The City Leap partnership is “aimed at delivering low carbon energy infrastructure, such as solar PV, heat networks, heat pumps and energy efficiency measures at scale, all which will help Bristol meet its carbon reduction targets of becoming carbon neutral by 2030. The partners will invest in the council’s estate to deliver low carbon energy infrastructure and support others, such as residents, community energy groups and businesses, to deliver local carbon reducing projects.”
Now for the financial commitments (so far): “Private sector partners will contribute capital funding, including £424 million over the first five years of the twenty-year partnership, in low carbon energy and capacity and expertise in the delivery of low carbon energy infrastructure projects. The project will remove around 140,000 tonnes of carbon across the city in the first five years of operation.”
I imagine that Coventry’s Climate Change Board will set up such partnerships in the near future, most likely with E.ON at the helm (E.ON incidentally didn’t win the bid for the Bristol Leap parnership, which is perhaps why it has turned its attention to Coventry).
But isn’t it disturbing that it is allowed to do all this at arms-length from our democratic represenatives in the Council, and without public scrunity?
In an excellent article for the Bristol Cable, Adam Corner highlights the controversy that Bristol Leap has already caused, particularly with regards to transparency and accountability:
“While the Greens and Labour seem largely in agreement on the necessity of leveraging private investment, there have already been some heated exchanges in the chamber around a potential lack of transparency in the City Leap partner selection process, and here the council’s recent experience with Bristol Energy looms large.
Created in 2015, Bristol Energy was wholly owned by the council, rather than a public/private partnership. But it quickly encountered problems and struggled to compete with the ‘Big Six’ energy companies. It required an injection of more than £35m of council money, and the company was sold in 2020, ending the council’s ill-conceived foray into the energy supply market.
It may be a different type of project to City Leap, but questions raised around the governance arrangements surrounding Bristol Energy are drawing even greater attention to how City Leap is managed. An independent auditors’ report on Bristol Energy focused on ensuring the cabinet has access to all the information it needs and the importance of clear communication with the public.
The lessons from multi-million projects like Bristol Energy should be clear: when budgets are in the millions or even the billions, oversight really matters. Where the profit motive of private companies potentially comes into conflict with the public good, there must be accountability.

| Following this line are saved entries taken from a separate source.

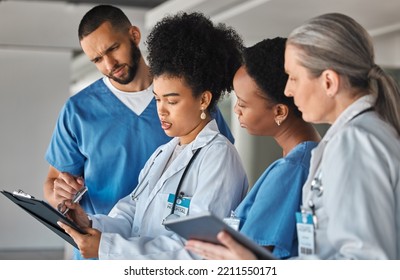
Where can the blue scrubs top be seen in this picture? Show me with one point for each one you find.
(101, 139)
(267, 213)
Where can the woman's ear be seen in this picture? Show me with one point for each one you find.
(205, 100)
(135, 34)
(330, 82)
(281, 112)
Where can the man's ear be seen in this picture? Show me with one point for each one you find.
(135, 34)
(330, 82)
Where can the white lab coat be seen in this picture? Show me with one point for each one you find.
(216, 182)
(358, 212)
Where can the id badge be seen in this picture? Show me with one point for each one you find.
(232, 221)
(305, 233)
(182, 205)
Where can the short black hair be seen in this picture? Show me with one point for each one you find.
(190, 46)
(264, 62)
(99, 15)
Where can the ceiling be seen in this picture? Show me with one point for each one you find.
(53, 24)
(127, 3)
(258, 19)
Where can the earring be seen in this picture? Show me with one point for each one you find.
(203, 115)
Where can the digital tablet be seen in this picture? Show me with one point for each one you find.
(44, 213)
(206, 226)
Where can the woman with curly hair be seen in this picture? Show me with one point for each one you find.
(267, 214)
(193, 63)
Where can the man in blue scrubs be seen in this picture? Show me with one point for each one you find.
(106, 132)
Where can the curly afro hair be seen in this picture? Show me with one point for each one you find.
(265, 64)
(191, 47)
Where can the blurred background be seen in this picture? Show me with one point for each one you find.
(41, 65)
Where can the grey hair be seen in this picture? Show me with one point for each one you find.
(337, 42)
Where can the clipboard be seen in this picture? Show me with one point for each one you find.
(44, 213)
(205, 227)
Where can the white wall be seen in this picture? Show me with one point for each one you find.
(34, 85)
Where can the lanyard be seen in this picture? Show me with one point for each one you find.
(177, 192)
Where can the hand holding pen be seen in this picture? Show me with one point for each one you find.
(77, 197)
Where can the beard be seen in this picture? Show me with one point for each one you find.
(132, 67)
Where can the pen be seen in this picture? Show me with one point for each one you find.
(76, 198)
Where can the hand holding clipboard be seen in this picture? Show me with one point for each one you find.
(44, 213)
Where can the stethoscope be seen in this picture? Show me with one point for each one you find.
(178, 194)
(143, 183)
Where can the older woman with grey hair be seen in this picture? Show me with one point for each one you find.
(350, 207)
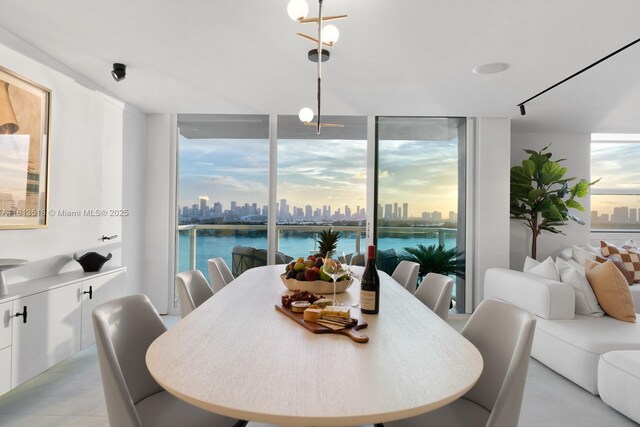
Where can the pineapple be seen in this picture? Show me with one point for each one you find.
(328, 242)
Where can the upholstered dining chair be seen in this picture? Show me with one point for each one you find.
(503, 334)
(406, 273)
(193, 290)
(124, 329)
(227, 277)
(435, 293)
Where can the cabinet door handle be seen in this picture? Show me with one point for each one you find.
(23, 314)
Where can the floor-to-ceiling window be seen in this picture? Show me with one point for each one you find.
(615, 199)
(321, 184)
(420, 194)
(222, 188)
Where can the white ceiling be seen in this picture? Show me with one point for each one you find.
(394, 57)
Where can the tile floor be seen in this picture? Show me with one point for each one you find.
(70, 395)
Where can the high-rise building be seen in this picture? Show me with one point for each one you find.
(388, 211)
(203, 205)
(620, 215)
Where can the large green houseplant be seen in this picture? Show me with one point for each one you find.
(435, 259)
(541, 196)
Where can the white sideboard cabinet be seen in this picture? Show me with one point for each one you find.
(46, 320)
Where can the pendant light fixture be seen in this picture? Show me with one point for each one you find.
(326, 36)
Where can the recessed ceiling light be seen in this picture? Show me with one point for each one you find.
(493, 68)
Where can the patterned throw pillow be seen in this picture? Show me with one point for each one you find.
(631, 260)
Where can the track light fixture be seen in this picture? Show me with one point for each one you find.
(327, 36)
(119, 71)
(588, 67)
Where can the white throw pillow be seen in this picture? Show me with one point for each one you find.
(546, 268)
(586, 302)
(581, 253)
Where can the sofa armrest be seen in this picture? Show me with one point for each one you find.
(543, 297)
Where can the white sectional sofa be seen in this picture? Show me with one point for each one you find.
(570, 344)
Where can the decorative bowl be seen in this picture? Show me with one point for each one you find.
(91, 261)
(316, 286)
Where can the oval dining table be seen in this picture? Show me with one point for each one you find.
(238, 356)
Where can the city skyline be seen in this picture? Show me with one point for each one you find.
(331, 172)
(251, 211)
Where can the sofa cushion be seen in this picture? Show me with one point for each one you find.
(582, 253)
(546, 268)
(573, 347)
(628, 275)
(631, 260)
(612, 290)
(586, 302)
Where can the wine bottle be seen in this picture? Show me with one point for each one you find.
(370, 284)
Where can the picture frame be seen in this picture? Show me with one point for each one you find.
(25, 108)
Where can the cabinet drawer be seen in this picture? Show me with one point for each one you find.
(5, 370)
(5, 325)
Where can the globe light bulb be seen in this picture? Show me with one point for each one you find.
(297, 9)
(330, 34)
(306, 115)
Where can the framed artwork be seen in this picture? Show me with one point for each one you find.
(24, 152)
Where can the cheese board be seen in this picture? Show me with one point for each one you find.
(352, 332)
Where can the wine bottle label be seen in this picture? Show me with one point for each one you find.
(368, 300)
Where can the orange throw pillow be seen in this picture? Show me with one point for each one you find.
(611, 289)
(626, 273)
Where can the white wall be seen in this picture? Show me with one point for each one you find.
(95, 154)
(489, 230)
(576, 148)
(160, 205)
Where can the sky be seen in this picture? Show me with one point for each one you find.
(320, 172)
(618, 167)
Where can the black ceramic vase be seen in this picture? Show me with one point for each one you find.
(91, 261)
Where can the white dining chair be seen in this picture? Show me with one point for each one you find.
(503, 334)
(406, 273)
(224, 270)
(193, 289)
(435, 293)
(124, 329)
(216, 275)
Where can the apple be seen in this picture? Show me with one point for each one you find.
(310, 274)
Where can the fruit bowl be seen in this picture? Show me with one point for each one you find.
(316, 286)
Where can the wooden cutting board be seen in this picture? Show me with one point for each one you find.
(316, 328)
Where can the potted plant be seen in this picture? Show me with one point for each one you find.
(541, 196)
(435, 259)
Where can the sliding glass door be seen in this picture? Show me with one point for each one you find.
(420, 195)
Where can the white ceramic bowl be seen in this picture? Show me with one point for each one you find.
(317, 286)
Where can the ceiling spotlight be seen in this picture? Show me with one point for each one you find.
(119, 72)
(306, 115)
(297, 9)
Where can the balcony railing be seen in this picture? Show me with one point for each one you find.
(358, 233)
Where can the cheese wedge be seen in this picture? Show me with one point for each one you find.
(312, 314)
(337, 311)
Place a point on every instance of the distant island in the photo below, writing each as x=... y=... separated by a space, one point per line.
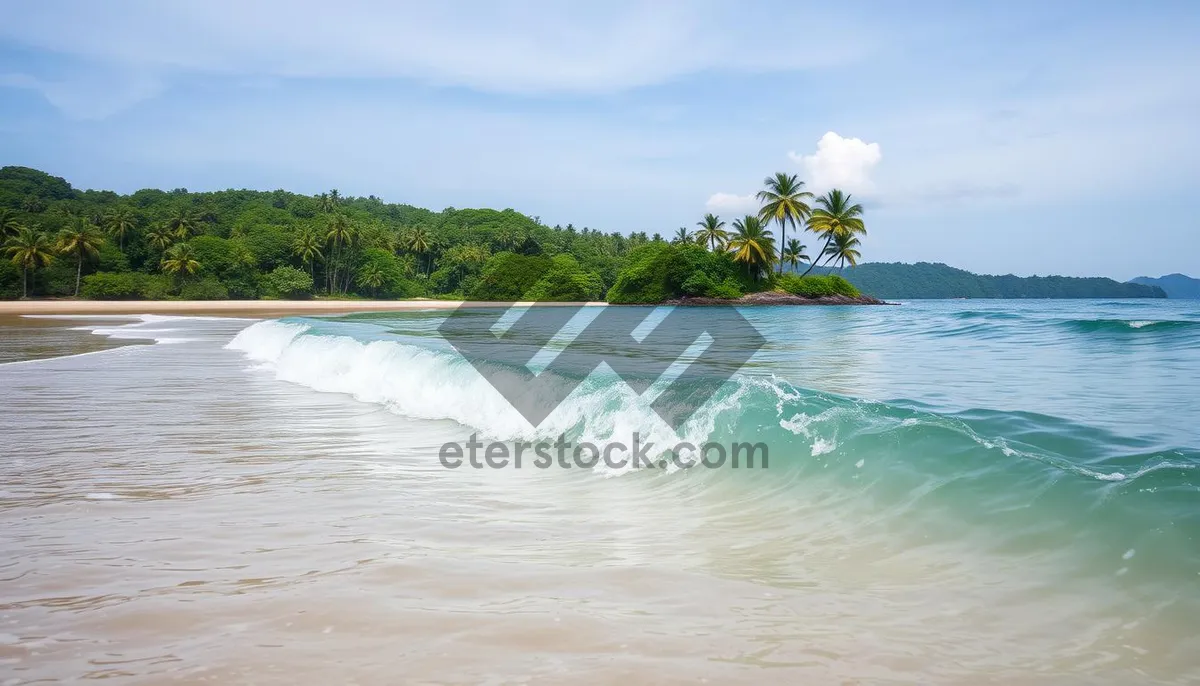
x=900 y=281
x=245 y=245
x=1174 y=284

“Scrutiny is important to the democratic process,” says Councillor Beech. “It is important that people know what City Leap is. But at the same time, it is a partnership with the private sector, and it’s important that we go through this process of procurement in a way that is appropriate.”
We need more attention on this development in Coventry, especially from the media, and from Cllrs who probably know nothing about it. So far the Council is getting away with operating behind closed doors with regards to climate change policy (I’ll send a follow up email explaining where the Council is at with its new climate change strategy), which is incredibly dangerous.
If this all goes wrong, it will be us that pays the cost, in more even more cuts and public service closures. See for example Slough and Croydon.